The fundamental equation in the quantum chemistry is the Schrödinger equation that is unbearable to be solved exactly for real systems. For this reason, the development of proper models for the description of the effects of electron correlation is key component of the theory. The methods in the quantum chemistry can be divided into those that aim at solving the Schrödinger equation by assuming a certain mathematical form for a wave function (i.e. Hartree-Fock methods) and those that do not engage a wave function explicitly (i.e. DFT, Density Functional Theory). These methods and their applications in different fields are discussed in the first section of the book with a broader discussion given to DFT methods - the most prominent approaches of the modern quantum chemistry. The second part of the book looks at experimental aspects of the molecular physics including various types of spectroscopy. This latter studies the interaction between electromagnetic radiation in all its forms and matter. The interaction can induce electronic excitations, molecular vibrations or nuclear spin orientations. The calculations of the spectrum of the molecules by theoretical methods are also discussed.
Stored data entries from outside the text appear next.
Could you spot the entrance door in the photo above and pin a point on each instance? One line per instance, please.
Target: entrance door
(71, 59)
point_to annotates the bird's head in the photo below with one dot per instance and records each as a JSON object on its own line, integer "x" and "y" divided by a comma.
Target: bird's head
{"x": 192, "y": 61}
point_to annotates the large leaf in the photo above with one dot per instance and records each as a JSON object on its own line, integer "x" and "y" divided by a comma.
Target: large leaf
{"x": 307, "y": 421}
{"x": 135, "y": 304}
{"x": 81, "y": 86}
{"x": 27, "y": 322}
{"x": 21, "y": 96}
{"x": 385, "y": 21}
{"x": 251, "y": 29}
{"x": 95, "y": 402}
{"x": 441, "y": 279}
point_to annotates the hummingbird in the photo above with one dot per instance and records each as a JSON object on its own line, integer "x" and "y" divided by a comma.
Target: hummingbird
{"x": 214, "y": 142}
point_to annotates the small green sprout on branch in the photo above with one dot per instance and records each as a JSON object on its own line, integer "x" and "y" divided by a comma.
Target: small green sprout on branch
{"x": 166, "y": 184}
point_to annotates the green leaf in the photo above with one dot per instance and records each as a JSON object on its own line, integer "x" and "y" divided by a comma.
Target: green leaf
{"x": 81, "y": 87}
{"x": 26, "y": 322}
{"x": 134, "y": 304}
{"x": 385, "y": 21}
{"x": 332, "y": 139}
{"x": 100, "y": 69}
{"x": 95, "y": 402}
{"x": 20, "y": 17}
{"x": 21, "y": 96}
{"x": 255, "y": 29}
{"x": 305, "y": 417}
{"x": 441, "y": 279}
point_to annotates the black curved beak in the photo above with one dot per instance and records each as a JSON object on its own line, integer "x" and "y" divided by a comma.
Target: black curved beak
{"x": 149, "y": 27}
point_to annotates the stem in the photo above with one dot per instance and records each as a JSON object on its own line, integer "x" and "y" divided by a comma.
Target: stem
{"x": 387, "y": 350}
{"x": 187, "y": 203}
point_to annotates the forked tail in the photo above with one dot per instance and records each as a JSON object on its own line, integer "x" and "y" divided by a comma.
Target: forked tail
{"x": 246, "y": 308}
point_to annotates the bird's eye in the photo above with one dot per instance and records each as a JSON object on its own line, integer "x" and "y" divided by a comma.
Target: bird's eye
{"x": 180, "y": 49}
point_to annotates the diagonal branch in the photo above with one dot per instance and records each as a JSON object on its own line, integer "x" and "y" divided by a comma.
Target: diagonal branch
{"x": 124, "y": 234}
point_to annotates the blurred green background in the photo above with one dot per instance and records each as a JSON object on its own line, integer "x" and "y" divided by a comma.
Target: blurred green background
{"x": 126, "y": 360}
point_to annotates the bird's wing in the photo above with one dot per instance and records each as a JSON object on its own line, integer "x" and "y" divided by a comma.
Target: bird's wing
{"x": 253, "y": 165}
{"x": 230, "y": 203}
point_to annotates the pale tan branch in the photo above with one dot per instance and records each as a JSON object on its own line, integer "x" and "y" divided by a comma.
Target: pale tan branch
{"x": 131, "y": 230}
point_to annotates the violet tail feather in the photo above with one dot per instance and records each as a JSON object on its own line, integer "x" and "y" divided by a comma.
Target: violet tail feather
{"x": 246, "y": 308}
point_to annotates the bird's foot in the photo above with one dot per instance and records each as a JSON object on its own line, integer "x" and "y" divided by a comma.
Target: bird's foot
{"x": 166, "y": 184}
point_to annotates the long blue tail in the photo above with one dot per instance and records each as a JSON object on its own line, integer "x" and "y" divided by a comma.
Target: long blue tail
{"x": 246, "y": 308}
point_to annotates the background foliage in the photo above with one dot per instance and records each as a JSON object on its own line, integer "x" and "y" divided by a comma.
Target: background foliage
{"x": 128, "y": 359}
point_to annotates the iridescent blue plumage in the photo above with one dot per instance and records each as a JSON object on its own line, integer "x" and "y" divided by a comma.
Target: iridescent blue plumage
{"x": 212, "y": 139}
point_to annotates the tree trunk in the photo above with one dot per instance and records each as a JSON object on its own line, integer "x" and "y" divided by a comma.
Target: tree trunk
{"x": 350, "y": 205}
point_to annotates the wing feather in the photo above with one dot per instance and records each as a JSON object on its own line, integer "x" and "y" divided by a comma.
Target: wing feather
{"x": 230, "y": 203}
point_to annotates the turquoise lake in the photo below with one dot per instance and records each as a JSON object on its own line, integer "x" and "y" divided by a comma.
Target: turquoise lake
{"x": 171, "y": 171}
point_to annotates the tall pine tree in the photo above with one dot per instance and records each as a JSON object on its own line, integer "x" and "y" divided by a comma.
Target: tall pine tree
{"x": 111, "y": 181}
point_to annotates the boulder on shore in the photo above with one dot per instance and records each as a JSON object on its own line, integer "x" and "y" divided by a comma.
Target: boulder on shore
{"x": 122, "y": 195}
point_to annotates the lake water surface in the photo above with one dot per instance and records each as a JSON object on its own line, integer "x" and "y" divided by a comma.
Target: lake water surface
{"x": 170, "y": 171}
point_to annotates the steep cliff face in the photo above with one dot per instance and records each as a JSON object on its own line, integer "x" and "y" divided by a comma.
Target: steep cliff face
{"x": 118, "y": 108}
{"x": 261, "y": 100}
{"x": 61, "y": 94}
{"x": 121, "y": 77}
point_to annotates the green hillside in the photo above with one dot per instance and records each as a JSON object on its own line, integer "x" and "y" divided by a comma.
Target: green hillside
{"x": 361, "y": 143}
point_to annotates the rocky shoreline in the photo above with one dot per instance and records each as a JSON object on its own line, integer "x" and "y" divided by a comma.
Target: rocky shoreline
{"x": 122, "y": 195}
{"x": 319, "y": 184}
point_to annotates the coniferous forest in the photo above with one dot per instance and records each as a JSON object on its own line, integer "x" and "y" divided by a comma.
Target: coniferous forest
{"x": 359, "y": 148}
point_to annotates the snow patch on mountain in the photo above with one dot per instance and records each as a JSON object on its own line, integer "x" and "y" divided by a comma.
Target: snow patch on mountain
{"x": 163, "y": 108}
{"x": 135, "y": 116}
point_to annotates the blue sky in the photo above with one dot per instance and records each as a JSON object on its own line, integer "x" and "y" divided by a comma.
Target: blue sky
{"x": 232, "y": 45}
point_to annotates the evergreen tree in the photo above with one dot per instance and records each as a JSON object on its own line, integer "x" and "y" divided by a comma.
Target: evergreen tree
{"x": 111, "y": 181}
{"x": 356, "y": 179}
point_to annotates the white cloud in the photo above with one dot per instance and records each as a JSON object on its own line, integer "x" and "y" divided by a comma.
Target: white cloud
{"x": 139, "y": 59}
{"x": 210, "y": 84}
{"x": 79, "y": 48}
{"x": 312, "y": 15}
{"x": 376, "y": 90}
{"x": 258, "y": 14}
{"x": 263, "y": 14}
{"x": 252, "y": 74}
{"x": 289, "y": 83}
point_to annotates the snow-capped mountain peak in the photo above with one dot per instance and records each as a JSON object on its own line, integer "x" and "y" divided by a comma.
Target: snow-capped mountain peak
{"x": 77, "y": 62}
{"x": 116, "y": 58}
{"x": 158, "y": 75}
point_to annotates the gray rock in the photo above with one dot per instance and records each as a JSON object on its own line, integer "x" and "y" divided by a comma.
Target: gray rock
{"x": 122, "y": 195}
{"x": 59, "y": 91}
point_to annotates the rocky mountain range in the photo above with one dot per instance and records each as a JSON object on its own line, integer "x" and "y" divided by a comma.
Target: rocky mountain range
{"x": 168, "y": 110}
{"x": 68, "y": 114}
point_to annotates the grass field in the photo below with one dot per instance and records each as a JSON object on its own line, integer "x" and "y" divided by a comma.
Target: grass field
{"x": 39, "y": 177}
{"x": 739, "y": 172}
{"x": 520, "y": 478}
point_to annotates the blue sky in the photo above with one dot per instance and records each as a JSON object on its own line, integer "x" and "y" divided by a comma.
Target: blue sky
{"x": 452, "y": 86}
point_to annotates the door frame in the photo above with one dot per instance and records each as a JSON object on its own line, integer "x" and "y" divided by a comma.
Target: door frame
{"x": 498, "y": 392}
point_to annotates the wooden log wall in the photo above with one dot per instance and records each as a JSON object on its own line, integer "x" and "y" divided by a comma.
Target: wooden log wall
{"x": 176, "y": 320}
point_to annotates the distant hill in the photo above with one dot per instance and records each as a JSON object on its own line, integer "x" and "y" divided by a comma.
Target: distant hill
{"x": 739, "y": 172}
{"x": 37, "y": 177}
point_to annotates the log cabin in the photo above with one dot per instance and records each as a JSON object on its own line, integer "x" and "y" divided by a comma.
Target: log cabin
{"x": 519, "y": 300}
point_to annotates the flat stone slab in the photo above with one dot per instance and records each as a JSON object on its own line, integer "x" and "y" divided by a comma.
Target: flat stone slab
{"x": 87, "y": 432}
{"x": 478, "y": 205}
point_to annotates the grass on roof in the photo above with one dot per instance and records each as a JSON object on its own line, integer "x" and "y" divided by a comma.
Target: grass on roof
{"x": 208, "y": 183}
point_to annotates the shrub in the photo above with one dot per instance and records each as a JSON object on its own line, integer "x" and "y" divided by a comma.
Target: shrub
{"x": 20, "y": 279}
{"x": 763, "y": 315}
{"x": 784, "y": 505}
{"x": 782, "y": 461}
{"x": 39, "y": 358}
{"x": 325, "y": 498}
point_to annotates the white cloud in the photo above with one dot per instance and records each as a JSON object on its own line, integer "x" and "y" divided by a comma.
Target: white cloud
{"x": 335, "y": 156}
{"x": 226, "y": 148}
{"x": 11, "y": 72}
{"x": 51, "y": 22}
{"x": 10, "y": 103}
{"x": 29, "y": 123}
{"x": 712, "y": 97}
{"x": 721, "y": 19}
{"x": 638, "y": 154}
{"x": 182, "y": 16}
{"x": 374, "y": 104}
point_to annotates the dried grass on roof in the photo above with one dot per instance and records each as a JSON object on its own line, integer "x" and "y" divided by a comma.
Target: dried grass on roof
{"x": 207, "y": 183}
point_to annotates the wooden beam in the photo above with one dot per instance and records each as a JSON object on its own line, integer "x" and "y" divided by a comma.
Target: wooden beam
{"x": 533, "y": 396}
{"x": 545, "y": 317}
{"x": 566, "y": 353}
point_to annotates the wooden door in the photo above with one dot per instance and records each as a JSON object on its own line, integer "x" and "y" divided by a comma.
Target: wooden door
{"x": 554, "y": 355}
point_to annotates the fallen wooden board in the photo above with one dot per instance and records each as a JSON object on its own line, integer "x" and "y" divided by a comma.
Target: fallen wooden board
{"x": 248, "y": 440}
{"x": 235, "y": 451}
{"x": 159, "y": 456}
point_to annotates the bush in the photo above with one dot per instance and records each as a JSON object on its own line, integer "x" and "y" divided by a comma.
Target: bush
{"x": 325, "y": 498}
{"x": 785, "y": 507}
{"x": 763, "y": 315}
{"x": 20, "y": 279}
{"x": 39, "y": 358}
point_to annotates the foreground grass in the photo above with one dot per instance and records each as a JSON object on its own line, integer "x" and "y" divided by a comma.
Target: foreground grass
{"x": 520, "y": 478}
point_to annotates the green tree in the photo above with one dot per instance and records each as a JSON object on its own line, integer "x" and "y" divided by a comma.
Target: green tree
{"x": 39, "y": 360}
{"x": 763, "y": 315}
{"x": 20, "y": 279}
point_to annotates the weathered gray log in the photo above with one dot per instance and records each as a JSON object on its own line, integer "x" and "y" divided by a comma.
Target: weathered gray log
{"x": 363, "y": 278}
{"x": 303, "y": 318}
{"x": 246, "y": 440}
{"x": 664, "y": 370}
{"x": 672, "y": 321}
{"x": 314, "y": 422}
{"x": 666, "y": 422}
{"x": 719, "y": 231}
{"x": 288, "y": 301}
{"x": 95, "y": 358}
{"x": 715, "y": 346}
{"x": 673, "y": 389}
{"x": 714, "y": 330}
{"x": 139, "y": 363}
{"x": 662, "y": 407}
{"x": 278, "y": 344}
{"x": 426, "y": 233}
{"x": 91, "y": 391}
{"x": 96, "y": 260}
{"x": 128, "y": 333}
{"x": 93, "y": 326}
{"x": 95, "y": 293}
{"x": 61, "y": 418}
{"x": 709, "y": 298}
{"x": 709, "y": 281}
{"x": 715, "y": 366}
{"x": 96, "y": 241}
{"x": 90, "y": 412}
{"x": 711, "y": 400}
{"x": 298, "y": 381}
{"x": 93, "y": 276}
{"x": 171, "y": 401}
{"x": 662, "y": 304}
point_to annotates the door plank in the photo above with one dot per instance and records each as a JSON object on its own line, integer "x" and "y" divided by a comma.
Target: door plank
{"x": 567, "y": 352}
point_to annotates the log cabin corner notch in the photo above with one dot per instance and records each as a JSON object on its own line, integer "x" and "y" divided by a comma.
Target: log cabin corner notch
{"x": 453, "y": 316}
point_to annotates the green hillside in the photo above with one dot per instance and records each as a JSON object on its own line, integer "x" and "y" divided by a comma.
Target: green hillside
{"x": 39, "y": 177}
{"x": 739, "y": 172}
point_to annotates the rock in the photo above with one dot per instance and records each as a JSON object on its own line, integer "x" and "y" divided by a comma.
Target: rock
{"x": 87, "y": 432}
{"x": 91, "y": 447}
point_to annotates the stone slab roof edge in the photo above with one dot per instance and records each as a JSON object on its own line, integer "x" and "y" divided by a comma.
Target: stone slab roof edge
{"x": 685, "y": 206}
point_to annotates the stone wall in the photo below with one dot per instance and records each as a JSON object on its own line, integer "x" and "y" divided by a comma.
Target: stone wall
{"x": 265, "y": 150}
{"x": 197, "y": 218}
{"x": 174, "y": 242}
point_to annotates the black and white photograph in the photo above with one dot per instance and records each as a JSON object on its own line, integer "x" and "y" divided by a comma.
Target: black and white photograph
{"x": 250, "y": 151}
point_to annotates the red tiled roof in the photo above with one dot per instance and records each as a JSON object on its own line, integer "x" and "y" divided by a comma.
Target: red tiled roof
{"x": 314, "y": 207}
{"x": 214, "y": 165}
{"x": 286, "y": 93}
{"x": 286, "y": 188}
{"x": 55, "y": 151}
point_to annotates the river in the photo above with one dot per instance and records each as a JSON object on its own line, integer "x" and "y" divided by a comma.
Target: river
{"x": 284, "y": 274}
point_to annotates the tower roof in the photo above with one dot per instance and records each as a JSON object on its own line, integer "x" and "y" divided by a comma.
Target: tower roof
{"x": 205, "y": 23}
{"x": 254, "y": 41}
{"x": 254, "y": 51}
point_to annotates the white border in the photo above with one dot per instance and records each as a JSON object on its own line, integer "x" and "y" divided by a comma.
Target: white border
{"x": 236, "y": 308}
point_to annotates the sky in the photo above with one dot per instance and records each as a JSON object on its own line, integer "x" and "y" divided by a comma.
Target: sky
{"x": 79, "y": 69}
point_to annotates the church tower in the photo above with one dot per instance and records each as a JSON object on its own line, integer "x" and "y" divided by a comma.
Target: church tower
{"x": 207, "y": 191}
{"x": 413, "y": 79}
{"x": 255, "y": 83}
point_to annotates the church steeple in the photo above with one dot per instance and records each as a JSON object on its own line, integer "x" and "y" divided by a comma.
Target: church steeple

The remaining content of this book focuses on methods that follow the laws of classical mechanics as the Molecular Dynamics (MD) method and Monte Carlo (MC) simulations. The MD method is a numerical technique of statistical mechanics for integration of the equations of motion for a many-particles system. On the other hand, the objective of a Monte Carlo simulation is to generate an ensemble of representative configurations under specific thermodynamics conditions for a complex macromolecular system applying random perturbations to the system. Both of the methods produce trajectories which can be used to evaluate various structural, transport, and thermodynamic properties of the system.

The exposition in the book is made from first principles to classical methods to support a better understanding of the potentialities, restrictions and applications of the methods used in molecular physics and quantum chemistry. Crossing the boundaries between several computational and experimental techniques, this book aims to be of interest to a broad auditory, including experimental and theoretical physicists, chemists and biologist.